Talvez brote desse parentesco com Funnes, o memorioso, a melancolia que salta tanto das entrelinhas do bem humorado texto de Safran Foer, como dos diálogos verborrágicos de Woody Allen. Talvez seja esse memorialismo que tenha levado Jonathan à Ucrânia, em busca de suas origens, onde ele encontraria algo mais importante que a história de seu avo: uma vocação (esta frase poderia entrar no teaser promocional de Uma Vida Iluminada, filme que eu não vi, mas sei que foi baseado no primeiro romance de Foer).

Reza a lenda – e a orelha do livro – que o escritor mora atualmente no Brooklin, em Nova York, nasceu em 1977, já trabalhou como assistente de necrotério (o que, se não explica, nos faz refletir sobre o fundo algo mórbido sob o qual se desenrolam seus romances: ora as atrocidades do holocausto, ora a barbaridade do 11 de setembro, como em Extremamente Alto & Incrivelmente Perto, seu segundo livro), vendedor de jóias (olha o clichê judaico), fazendeiro (oi?) e ghostwriter (o emprego dos meus sonhos).

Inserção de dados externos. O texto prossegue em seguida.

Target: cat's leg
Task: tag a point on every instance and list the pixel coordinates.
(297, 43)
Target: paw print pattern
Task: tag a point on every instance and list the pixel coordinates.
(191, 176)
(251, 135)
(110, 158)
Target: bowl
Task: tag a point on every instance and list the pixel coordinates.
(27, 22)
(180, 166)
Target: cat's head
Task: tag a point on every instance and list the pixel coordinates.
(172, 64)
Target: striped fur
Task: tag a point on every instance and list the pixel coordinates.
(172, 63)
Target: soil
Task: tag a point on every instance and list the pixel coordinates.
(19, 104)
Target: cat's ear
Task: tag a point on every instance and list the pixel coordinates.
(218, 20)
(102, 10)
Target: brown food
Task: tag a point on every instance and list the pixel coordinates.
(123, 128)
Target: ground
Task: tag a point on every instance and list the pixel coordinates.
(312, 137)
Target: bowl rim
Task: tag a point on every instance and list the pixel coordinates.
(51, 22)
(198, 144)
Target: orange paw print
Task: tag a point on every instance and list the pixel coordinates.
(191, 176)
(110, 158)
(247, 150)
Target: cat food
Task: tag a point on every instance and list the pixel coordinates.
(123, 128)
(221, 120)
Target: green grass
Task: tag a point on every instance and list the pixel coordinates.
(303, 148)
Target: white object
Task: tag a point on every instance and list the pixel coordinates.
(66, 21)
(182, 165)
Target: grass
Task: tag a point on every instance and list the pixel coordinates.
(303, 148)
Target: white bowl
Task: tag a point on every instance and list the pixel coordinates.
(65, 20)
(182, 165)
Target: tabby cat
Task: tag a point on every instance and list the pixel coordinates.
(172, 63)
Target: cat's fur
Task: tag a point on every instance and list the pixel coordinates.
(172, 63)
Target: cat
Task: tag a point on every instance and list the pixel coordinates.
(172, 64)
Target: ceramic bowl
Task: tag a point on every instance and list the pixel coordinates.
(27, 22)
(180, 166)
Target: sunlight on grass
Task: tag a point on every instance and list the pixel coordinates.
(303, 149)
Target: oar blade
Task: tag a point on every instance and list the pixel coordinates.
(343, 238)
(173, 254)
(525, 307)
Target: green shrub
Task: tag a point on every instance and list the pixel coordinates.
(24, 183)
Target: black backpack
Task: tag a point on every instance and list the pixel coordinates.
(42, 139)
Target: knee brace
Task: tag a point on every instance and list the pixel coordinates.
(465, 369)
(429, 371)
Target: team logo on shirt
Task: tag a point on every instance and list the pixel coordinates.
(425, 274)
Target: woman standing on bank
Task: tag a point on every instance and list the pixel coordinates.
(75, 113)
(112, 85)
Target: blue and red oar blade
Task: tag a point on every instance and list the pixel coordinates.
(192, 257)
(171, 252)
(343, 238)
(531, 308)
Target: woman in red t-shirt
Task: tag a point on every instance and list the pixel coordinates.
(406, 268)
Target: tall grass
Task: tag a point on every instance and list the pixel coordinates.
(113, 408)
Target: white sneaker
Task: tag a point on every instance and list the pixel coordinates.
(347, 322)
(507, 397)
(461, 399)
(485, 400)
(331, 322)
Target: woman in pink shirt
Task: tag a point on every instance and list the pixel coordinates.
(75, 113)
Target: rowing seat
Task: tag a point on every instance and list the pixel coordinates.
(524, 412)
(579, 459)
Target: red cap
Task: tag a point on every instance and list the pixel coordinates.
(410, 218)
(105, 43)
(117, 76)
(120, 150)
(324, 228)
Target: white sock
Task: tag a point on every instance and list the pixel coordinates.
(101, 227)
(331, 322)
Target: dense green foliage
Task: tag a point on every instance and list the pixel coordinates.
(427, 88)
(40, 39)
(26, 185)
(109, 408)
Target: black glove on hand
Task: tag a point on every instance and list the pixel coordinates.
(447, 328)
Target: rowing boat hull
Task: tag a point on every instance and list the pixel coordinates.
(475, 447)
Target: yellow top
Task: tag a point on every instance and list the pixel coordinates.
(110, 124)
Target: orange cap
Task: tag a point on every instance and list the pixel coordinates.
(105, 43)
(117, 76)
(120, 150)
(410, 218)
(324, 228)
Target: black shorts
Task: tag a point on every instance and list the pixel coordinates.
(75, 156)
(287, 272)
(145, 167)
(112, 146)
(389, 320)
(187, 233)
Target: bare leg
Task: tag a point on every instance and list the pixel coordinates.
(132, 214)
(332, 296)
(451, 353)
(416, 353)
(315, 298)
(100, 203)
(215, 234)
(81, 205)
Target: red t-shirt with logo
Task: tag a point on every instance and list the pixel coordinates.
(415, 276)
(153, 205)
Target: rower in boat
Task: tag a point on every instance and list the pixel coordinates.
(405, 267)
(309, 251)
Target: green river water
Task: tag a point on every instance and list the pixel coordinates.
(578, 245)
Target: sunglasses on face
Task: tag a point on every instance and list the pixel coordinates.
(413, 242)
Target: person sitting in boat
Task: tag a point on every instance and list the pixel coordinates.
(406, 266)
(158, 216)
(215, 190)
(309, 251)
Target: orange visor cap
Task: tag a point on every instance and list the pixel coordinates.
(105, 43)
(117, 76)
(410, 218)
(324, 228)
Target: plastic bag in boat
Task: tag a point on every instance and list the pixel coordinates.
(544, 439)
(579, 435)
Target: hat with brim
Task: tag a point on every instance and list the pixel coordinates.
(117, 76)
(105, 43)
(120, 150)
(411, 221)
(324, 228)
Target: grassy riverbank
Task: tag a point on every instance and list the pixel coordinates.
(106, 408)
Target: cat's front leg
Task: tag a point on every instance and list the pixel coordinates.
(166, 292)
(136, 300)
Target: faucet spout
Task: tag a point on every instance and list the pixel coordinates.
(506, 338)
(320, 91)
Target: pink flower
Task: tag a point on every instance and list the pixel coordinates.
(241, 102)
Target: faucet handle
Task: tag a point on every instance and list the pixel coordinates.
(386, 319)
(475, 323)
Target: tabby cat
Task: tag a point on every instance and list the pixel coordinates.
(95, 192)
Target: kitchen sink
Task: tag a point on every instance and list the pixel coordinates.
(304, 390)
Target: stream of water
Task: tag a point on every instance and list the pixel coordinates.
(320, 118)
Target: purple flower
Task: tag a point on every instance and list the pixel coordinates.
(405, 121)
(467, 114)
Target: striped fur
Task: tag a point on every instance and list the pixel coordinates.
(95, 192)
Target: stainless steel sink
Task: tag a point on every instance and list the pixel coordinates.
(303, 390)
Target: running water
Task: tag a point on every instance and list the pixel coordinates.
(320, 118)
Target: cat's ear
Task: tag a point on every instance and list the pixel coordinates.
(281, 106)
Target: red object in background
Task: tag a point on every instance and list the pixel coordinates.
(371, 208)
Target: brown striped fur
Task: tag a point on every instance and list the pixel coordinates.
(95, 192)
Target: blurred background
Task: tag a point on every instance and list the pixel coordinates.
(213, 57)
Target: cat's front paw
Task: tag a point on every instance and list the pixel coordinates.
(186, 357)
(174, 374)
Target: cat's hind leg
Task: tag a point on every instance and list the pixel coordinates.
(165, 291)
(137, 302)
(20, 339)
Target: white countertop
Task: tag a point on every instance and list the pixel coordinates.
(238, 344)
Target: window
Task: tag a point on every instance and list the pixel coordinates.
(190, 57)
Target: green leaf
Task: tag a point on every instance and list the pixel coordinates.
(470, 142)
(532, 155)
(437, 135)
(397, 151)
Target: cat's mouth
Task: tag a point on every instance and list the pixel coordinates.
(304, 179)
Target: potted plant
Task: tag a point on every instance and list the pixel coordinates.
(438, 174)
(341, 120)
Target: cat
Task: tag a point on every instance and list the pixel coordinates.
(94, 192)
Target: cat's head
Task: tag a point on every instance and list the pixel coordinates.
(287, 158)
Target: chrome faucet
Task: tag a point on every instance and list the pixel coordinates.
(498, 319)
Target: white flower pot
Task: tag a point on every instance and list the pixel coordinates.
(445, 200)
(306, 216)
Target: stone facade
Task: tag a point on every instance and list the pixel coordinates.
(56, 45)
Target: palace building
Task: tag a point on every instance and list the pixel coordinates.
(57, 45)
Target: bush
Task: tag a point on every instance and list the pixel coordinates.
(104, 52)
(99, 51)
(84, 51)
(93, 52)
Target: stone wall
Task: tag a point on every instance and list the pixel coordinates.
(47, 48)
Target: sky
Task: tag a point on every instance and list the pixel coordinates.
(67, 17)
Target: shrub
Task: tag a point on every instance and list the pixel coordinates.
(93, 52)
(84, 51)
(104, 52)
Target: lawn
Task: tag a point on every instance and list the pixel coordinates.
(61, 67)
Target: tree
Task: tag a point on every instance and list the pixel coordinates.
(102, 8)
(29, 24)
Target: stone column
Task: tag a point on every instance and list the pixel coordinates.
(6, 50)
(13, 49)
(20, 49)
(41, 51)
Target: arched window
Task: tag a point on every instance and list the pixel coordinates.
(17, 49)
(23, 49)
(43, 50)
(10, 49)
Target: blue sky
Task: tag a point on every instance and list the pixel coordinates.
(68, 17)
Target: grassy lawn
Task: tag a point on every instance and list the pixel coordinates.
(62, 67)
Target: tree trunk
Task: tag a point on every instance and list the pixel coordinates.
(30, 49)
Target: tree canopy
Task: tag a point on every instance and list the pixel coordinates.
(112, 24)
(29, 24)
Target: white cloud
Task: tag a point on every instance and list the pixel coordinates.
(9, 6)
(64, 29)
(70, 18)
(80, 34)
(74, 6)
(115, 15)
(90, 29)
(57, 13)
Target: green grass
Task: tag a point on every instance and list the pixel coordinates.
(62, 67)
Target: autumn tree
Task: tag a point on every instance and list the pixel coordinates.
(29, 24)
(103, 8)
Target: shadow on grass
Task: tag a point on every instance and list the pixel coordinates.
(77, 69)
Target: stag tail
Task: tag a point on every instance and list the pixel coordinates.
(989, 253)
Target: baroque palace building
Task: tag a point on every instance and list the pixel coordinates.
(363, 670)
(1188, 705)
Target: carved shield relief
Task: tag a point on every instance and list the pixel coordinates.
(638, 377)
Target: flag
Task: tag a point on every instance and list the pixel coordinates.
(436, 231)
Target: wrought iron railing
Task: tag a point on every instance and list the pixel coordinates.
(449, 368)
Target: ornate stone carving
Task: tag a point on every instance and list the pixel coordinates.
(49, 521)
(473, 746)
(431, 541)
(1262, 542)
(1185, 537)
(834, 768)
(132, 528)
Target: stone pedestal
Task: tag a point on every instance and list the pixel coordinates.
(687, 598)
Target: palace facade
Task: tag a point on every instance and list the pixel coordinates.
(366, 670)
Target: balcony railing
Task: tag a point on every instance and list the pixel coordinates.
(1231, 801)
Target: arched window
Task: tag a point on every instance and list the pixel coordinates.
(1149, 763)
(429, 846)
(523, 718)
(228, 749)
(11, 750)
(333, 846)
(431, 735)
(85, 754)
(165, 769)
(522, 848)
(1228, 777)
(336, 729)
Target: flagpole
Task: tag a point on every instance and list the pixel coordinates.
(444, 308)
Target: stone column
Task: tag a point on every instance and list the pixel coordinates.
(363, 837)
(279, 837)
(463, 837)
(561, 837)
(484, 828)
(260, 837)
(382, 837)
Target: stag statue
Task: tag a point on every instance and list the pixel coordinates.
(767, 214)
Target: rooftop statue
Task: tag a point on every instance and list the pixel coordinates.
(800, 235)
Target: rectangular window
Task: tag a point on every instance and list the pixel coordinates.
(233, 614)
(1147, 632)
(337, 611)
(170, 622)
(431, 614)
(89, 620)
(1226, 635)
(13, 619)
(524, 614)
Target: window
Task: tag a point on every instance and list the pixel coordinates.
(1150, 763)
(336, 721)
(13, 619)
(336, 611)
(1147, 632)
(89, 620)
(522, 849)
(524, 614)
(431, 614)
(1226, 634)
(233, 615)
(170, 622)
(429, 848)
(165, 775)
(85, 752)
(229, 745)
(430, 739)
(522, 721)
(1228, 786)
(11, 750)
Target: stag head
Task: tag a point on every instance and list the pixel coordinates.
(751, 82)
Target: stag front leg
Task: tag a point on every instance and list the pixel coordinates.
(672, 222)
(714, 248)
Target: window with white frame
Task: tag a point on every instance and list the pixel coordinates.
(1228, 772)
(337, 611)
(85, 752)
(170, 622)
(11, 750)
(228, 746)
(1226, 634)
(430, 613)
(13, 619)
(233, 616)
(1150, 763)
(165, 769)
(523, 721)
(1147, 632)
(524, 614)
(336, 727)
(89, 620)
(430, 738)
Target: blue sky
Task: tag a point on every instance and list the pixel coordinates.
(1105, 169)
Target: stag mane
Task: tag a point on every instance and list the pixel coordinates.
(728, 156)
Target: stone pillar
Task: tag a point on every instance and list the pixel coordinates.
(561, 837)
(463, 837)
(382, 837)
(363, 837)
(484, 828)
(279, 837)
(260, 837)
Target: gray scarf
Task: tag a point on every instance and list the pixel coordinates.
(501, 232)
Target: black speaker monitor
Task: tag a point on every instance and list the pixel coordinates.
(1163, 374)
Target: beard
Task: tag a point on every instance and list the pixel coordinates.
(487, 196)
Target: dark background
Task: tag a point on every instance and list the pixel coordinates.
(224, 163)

Ignoro solenemente os livros que Safran escreveu como fantasma, bem como seus contos, publicados em revistas que estou com preguiça de elencar. Mas dos dois romances publicados até então, só tenho coisas boas a dizer (como você, leitor perspicaz que é, já deve ter percebido). Meu primeiro contato com a literatura dele eu atribuo à curiosidade que me despertaram as risadas de uma colega de classe. Eu fazia um curso de comunicação com um grupo comunicadores (jornalistas, publicitários e relações públicas) que acabara de entrar, comigo, em meu atual emprego. À minha frente, estava essa menina, uma sagitariana baixinha e reservada, que falava pouco, mas ria alto a cada virar de páginas. Não resisti. Perguntei que livro era esse que conseguia arrancar dela tantas risadas. Era Extremamente alto & Incrivelmente perto. Ele me estendeu o livro para eu dar uma folheada e, a princípio, aquilo me pareceu uma dessas jogadas oportunistas. Sabe como é: jovem escritor, bem recebido pela crítica em seu romance de estréia, lança, pouco depois, outro romance em torno do tema mais urgente dos Estados Unidos (pra não dizer, do mundo) e manda ver. Sei não. Parecia mais uma dessas novelas caça-níqueis que os americanos sabem fazer como ninguém. “Quem é esse maluco? É bom mesmo?”, perguntei. “Cara… eu não conhecia ele não, mas comecei a dar uma lida na livraria e quando li coisas como esta aqui”, disse ela tomando o livro e procurando uma página específica, “pensei: eu tenho que ler isso”. A frase que ela me mostrou era um dos muitos pensamentos inusitados do jovem protagonista do livro, um moleque meio nerd que tentava lidar com a morte de seu pai, no atentado ao World Trade Center, enquanto trocava correspondências com Stephen Hawking. No fim de semana seguinte, topei com dito cujo (o livro do Foer, não o Stephen Hawking) na Saraiva. Comprei.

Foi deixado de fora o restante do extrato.